Three-dimensional soft tissue analysis of the hand: a novel method to investigate effects of acromegaly.

BACKGROUND: Acral overgrowth is a highly common clinical sign in patients with active acromegaly. To what extent this overgrowth persists after long-term remission of acromegaly is largely unknown. Using the new imaging technique of three-dimensional (3D) stereophotogrammetry, it is possible to accurately investigate soft tissue changes of the hand. The aim of the recent study was to compare the 3D soft tissue characteristics of the hands of patients in long-term remission of acromegaly to those of a healthy pair matched control group.
METHODS: A case-control study was performed at a tertiary referral center. Twelve patients in remission of acromegaly (58 % male, mean age 58.3 years, mean BMI 29.6 kg/m2) were compared to twelve age-, gender-, ethnicity-, and BMI-matched control subjects. Of each individual, 3D photographs of both hands were acquired and analyzed using a 3D computer software program.
RESULTS: The patients in long-term remission of acromegaly have overgrowth of soft tissue of the hand compared to matched control subjects, with a larger length and width of the hand (p = 0.0025, p = 0.0017, respectively). Furthermore, the diameters measured at the proximal interphalangeal (PIP) joints of the individual fingers are larger in the acromegaly patients.
CONCLUSIONS: Significant soft tissue overgrowth of the hand persists in former acromegaly patients, even after long-term remission. Analysis of 3D hand photographs is an accurate and easy tool to evaluate the acral soft tissue patterns in acromegaly. Level of Evidence: Level III, diagnostic study.

Introduction

Acromegaly is an uncommon clinical condition that is caused by prolonged exposure to immoderate quantities of growth hormone (GH). There is often a significant delay in diagnosis and treatment, since features of acromegaly develop insidiously [1]. Besides numerous metabolic changes, the GH excess causes proliferation of many tissues, including connective tissue, cartilage, bone, and skin [2], which causes musculoskeletal-related disorders and acral overgrowth. Musculoskeletal-related disorders account for the main functional disability in patients with acromegaly [3]. Following successful treatment of acromegaly, some features of the disease may show partial reversibility [4], but results are conflicting [5]. Concerning the hands of patients in long-term remission of acromegaly, the late effects of the disease have not been fully characterized [6]. Previous studies have focused mainly on calculations derived from radiographic images of the bony tissue of the hand [6-8]. None of these methods is a standardized method in the follow-up protocol so far. Furthermore, very little is known about the effect of acromegaly on soft tissue changes of the hand, which are equally affected [9]. This can be explained by the fact that until recently no reliable and proven effective method was available for analyzing soft tissue changes. In the past years, 3D imaging techniques have evolved rapidly and are increasingly used in clinical settings for soft and bony tissue imaging. Three-dimensional stereophotogrammetry has been developed for accurate soft tissue analysis. It is a fast technique that provides excellent geometry and texture information with good patient tolerance [10-13]. Furthermore, in contrast to frequently used imaging techniques like standardized radiographs, there is no use of harmful ionizing radiation. Therefore, 3D stereophotogrammetry provides a new opportunity to quantify acral disproportions in patients with acromegaly. Recently, we introduced a standardized method to analyze 3D stereophotographs of the hand [14].

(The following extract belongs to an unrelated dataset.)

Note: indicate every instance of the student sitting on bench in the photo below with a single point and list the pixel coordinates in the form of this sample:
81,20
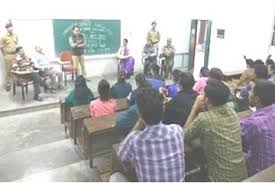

The aim of the present study was to evaluate the differences in soft tissue characteristics of the hands between patients in long-term remission of acromegaly and matched control subjects. This study is the first study that uses 3D stereophotogrammetry of the hand in combination with the analysis according to Hoevenaren et al. to investigate the effects of a specific disease, namely acromegaly.

Materials and methods

Adult patients in remission of acromegaly at least 2 years after successful pituitary surgery, visiting the Department of Internal Medicine, Division of Endocrinology, of the Radboud University Nijmegen Medical Center, were eligible for this case-control study. The diagnosis of acromegaly was based on clinical symptoms and biochemical tests, with remission being defined as disappearance of clinical signs of active GH hypersecretion and normalization of biochemical tests [9, 15]. Excluded were patients with a history of hand surgery and patients who received GH substitution. Twelve patients met all inclusion criteria and participated in this study. Seven patients were male, with a mean age of 58.3 years (SD 10.3) and a BMI of 29.6 kg/m2 (SD 4.3). Each patient was matched to a healthy age-, gender-, BMI-, and ethnicity-matched control subject, recruited via an announcement in a newspaper. They had no history of hand surgery or trauma and did not use hormonal substitutes. In the control group, seven subjects were male, with a mean age of 59.0 years (SD 10.5) and a BMI of 28.3 kg/m2 (SD 3.7). The age and BMI were pair matched between patients and controls.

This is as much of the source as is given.